8-Way ARM Board Linux Benchmark Comparison From The Pi Zero & ODROID To Tegra

Written by Michael Larabel in Computers on 13 January 2016 at 11:00 AM EST. Page 1 of 6. 64 Comments.

For those interested in small, low-power ARM single-board computers, up for your viewing pleasure today are benchmarks of several different boards from the Raspberry Pi Zero to the Banana Pi M2.
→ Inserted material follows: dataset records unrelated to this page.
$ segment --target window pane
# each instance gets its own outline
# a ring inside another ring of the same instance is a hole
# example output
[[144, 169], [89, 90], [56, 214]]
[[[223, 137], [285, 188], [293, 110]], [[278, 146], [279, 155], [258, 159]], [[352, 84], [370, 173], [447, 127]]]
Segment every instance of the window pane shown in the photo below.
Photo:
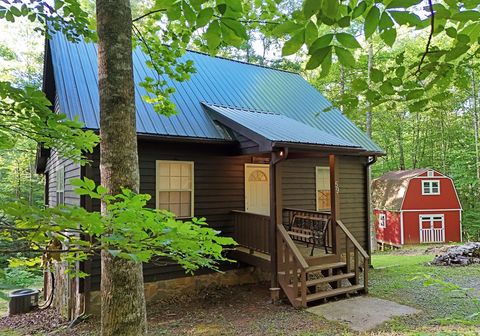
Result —
[[159, 163], [158, 164], [158, 175], [159, 176], [170, 176], [170, 164]]
[[181, 177], [182, 186], [180, 189], [192, 189], [192, 179], [189, 176]]
[[160, 176], [158, 178], [158, 187], [164, 190], [170, 189], [170, 178], [168, 176]]
[[171, 191], [169, 202], [170, 203], [180, 203], [180, 192], [179, 191]]
[[187, 203], [187, 202], [190, 203], [190, 201], [191, 201], [191, 193], [190, 193], [190, 191], [182, 191], [180, 198], [181, 198], [180, 201], [181, 201], [182, 203]]
[[191, 217], [190, 211], [191, 210], [191, 205], [189, 203], [182, 203], [180, 205], [180, 212], [178, 214], [179, 217]]
[[168, 191], [160, 191], [158, 193], [158, 202], [167, 204], [168, 203]]
[[170, 204], [170, 211], [175, 215], [180, 216], [180, 204]]
[[170, 189], [178, 190], [181, 189], [180, 176], [172, 176], [170, 177]]
[[182, 164], [182, 176], [191, 177], [192, 176], [192, 166], [188, 163]]
[[181, 176], [182, 165], [180, 163], [170, 164], [170, 176]]

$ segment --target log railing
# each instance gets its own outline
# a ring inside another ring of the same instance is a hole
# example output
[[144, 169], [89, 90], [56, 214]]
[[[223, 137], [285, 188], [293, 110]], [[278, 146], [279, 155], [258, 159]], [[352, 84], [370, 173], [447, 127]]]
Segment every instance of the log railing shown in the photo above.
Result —
[[337, 220], [337, 228], [345, 235], [345, 262], [347, 263], [347, 272], [355, 273], [354, 284], [359, 285], [360, 274], [363, 269], [363, 290], [366, 293], [368, 292], [368, 260], [370, 256], [341, 220]]
[[[292, 219], [295, 215], [299, 216], [308, 216], [313, 218], [321, 219], [330, 219], [330, 212], [328, 211], [312, 211], [305, 209], [296, 209], [296, 208], [283, 208], [283, 223], [288, 226], [292, 222]], [[332, 239], [332, 223], [328, 222], [328, 227], [326, 231], [326, 247], [333, 249], [333, 239]], [[333, 252], [333, 251], [332, 251]]]
[[233, 239], [251, 252], [270, 254], [270, 217], [245, 211], [232, 211]]
[[294, 306], [306, 307], [308, 263], [283, 225], [277, 225], [277, 265], [278, 282], [289, 301]]

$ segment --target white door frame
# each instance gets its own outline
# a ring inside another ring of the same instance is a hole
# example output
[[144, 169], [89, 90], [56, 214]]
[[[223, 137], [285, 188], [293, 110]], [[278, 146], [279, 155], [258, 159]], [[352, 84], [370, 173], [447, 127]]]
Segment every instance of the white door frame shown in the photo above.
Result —
[[[441, 241], [439, 241], [438, 239], [435, 239], [436, 235], [435, 232], [436, 231], [440, 231], [439, 229], [435, 229], [433, 227], [433, 217], [440, 217], [442, 218], [442, 228], [440, 229], [441, 230]], [[422, 227], [422, 219], [430, 219], [430, 229], [423, 229]], [[428, 214], [428, 215], [425, 215], [425, 214], [422, 214], [422, 215], [419, 215], [418, 216], [418, 227], [419, 227], [419, 234], [420, 234], [420, 243], [444, 243], [445, 242], [445, 215], [444, 214]], [[423, 239], [423, 230], [430, 230], [431, 231], [431, 241], [424, 241]]]

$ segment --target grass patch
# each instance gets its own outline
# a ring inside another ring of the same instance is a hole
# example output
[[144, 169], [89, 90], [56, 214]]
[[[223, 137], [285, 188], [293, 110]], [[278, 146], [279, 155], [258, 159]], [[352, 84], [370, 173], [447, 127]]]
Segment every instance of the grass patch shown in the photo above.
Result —
[[[374, 254], [374, 270], [370, 276], [370, 293], [373, 296], [393, 300], [420, 309], [416, 316], [399, 318], [383, 329], [407, 332], [422, 326], [474, 326], [480, 318], [468, 318], [478, 312], [475, 298], [480, 298], [480, 266], [439, 267], [428, 262], [433, 254], [401, 255]], [[462, 291], [446, 291], [442, 286], [425, 286], [425, 275], [453, 283], [463, 288], [473, 288], [470, 297]]]

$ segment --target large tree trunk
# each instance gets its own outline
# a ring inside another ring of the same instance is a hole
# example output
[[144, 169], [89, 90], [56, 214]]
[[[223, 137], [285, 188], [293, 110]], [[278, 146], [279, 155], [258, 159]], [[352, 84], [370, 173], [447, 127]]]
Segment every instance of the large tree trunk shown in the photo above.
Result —
[[[101, 182], [112, 194], [121, 187], [138, 192], [130, 1], [97, 0], [97, 32]], [[146, 334], [141, 263], [102, 251], [101, 296], [102, 335]]]
[[475, 140], [475, 166], [477, 179], [480, 179], [480, 146], [478, 140], [478, 88], [475, 78], [475, 68], [472, 67], [472, 100], [473, 100], [473, 131]]

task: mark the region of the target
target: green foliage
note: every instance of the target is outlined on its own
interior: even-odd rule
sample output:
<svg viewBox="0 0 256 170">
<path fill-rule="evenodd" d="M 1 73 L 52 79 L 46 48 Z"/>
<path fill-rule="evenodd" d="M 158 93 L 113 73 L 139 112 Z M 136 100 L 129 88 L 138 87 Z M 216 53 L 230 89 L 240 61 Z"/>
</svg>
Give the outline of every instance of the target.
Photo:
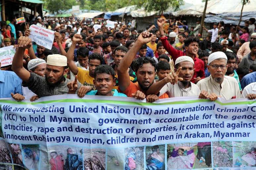
<svg viewBox="0 0 256 170">
<path fill-rule="evenodd" d="M 147 0 L 142 6 L 148 12 L 156 11 L 161 14 L 170 7 L 177 10 L 183 3 L 183 0 Z"/>
</svg>

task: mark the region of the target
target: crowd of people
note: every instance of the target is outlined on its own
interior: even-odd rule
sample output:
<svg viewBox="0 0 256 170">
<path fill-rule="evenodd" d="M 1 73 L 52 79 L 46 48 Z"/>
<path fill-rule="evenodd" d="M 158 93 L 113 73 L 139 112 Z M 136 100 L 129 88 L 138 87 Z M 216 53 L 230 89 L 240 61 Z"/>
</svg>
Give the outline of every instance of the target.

The kind folks at LoverPi.com sent over many of the ARM boards seen in this comparison today. They provided the ODROID C1 Plus, Raspberry Pi 2, Orange Pi Plus, Orange Pi PC, and Banana Pi M2. They will also be allowing some other ARM board Linux tests on Phoronix in the future. Beyond those various ARM SBCs, for this performance comparison I also included a Raspberry Pi Zero, NVIDIA Jetson TK1, and NVIDIA Jetson TX1.

If you are unfamiliar with these ARM boards, here's an overview:

The ODROID-C1+ is powered by an Amlogic S805 SoC that provides four Cortex-A5 1.5GHz quad-core CPU cores and Mali 450 MP2 graphics. This $37 USD ARM board has 1GB of RAM, Gigabit Ethernet, 40-pin GPIO, eMMC / micro-SD, 4 x USB 2.0, infrared receiver, and is officially supported with Ubuntu and Android while other Linux distributions have been ported over. The ODROID-C1+ is offered by Hardkernel.
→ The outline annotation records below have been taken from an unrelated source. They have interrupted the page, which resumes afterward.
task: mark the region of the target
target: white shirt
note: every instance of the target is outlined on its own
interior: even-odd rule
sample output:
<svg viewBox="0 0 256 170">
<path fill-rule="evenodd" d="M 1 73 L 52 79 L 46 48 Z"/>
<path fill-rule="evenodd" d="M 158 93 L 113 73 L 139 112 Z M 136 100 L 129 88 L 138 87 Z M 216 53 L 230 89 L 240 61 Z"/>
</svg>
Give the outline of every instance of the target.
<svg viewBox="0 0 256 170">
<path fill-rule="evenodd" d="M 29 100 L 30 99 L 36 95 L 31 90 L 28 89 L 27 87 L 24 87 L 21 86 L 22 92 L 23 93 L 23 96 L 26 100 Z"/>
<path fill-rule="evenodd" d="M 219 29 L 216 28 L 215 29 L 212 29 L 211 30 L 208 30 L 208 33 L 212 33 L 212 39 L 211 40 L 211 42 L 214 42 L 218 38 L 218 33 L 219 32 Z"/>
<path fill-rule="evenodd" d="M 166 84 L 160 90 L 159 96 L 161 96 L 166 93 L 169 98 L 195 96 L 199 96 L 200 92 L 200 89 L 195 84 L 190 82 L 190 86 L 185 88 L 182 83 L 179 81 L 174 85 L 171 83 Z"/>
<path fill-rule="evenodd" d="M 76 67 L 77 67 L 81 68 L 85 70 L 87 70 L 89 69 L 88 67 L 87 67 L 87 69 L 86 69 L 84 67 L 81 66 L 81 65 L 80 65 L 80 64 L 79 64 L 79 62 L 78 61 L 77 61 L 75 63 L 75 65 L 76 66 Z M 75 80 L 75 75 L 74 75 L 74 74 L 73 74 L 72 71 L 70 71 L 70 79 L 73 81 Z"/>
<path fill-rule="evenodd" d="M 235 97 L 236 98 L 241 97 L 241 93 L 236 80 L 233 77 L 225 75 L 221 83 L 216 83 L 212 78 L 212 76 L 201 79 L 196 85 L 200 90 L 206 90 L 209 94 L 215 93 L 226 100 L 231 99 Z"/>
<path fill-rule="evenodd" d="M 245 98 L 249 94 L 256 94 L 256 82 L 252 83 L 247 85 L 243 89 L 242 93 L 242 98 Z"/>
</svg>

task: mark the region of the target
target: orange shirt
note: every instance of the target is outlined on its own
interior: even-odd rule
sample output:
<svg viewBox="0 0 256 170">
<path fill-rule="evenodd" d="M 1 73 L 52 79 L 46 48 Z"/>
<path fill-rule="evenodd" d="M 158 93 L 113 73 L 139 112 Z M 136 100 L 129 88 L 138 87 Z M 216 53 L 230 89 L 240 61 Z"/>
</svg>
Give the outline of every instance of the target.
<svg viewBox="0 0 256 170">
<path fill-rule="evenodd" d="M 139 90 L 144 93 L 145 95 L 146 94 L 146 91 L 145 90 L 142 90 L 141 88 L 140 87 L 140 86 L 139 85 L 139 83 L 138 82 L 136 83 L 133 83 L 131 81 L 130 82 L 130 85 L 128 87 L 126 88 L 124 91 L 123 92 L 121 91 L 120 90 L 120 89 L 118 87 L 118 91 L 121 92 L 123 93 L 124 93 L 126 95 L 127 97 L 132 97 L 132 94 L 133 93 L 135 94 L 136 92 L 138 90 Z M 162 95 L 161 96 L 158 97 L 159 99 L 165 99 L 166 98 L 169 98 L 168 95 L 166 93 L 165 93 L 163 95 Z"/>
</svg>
The Raspberry Pi 2 Model B really needs no introduction, but for those that forget the specs, this Broadcom-powered $35 board is based on a quad-core 900MHz Cortex-A7 design, has 1GB of RAM, four USB ports, 40 GPIO pins, Ethernet, microSD, and a VideoCore IV 3D core.

The Orange Pi Plus features an Allwinner H3 SoC featuring a quad-core Cortex-A7 1.6GHz processor, four USB 2.0 ports, Gigabit Ethernet, 8GB eMMC flash, TF card slot, and there's even a Serial ATA 2.0 port. This ARM SBC sells for around $45.
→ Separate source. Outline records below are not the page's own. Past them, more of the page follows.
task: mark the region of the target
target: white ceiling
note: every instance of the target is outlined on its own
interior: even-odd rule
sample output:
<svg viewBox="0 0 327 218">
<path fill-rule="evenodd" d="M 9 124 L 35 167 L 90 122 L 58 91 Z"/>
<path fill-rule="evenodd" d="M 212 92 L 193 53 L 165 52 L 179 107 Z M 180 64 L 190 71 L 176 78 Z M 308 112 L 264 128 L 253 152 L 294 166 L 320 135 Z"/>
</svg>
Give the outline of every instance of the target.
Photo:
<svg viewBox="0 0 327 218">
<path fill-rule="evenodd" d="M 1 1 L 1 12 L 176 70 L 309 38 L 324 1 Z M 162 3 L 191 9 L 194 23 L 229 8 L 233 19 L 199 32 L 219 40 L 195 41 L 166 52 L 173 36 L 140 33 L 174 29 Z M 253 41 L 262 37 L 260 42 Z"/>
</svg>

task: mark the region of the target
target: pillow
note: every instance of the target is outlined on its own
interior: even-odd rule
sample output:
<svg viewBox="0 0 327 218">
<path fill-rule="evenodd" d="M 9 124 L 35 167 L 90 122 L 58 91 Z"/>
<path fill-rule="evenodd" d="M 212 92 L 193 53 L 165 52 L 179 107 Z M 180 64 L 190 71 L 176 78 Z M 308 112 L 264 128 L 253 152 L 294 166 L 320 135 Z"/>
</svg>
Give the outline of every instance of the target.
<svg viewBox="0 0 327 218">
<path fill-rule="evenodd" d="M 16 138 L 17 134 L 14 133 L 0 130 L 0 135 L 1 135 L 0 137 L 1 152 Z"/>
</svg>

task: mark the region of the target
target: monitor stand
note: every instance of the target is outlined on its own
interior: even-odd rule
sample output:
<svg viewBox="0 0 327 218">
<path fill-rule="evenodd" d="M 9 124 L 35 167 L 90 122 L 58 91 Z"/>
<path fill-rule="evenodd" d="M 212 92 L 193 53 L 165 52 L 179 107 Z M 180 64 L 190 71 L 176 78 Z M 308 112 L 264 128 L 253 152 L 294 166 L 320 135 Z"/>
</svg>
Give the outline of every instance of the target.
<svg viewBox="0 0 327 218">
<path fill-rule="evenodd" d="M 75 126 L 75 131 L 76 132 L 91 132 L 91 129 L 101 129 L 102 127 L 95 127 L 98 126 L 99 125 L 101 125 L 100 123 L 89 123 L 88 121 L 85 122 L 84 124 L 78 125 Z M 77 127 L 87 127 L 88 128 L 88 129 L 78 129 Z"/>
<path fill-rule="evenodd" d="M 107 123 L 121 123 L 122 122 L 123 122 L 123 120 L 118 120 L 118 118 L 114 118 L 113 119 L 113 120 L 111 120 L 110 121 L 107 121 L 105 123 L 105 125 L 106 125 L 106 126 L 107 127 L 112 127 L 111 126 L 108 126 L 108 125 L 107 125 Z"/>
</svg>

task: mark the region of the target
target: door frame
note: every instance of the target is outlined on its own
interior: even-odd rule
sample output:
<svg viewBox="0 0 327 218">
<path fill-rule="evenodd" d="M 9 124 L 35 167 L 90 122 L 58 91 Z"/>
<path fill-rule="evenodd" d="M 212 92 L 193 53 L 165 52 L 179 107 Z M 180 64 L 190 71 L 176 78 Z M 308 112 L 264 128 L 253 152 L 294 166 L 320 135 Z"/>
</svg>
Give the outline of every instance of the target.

The Orange Pi PC meanwhile also uses a Allwinner H3 SoC with Cortex-A7 quad-core 1.6GHz processor but doesn't have SATA 2.0 nor the 8GB eMMC flash storage, but there is still the TF card slot, 100M Ethernet, three USB 2.0 ports, and a camera interface. This cheaper Orange Pi retails for around $25 USD.

Lastly, the Banana Pi M2 is built around an Allwinner A31S SoC with quad-core Cortex-A7 processor at 1GHz, sports 1GB of RAM, Gigabit Ethernet, four USB 2.0 ports, and has onboard WiFi. The Banana Pi M2 also sells for around $45 USD.

These are all sub-$50 ARM single-board computers being tested today and thus are 32-bit ARMv7 boards. The specs aren't as impressive as say the Jetson TX1 with Tegra X1 SoC with 4GB of RAM, quad-core Cortex-A57, 16GB eMMC, Maxwell GPU, etc, but then again the price isn't as nearly as much. As being much cheaper than the TX1, I also included the Jetson TK1 for reference with its quad-core Cortex-A15 design, Kepler GPU, 2GB of RAM, and 16GB eMMC memory. Of course, I also couldn't resist including the $5 Raspberry Pi Zero with its Broadcom BCM2835 SoC with 1GHz ARM11 core, 512MB RAM, and micro-SD slot.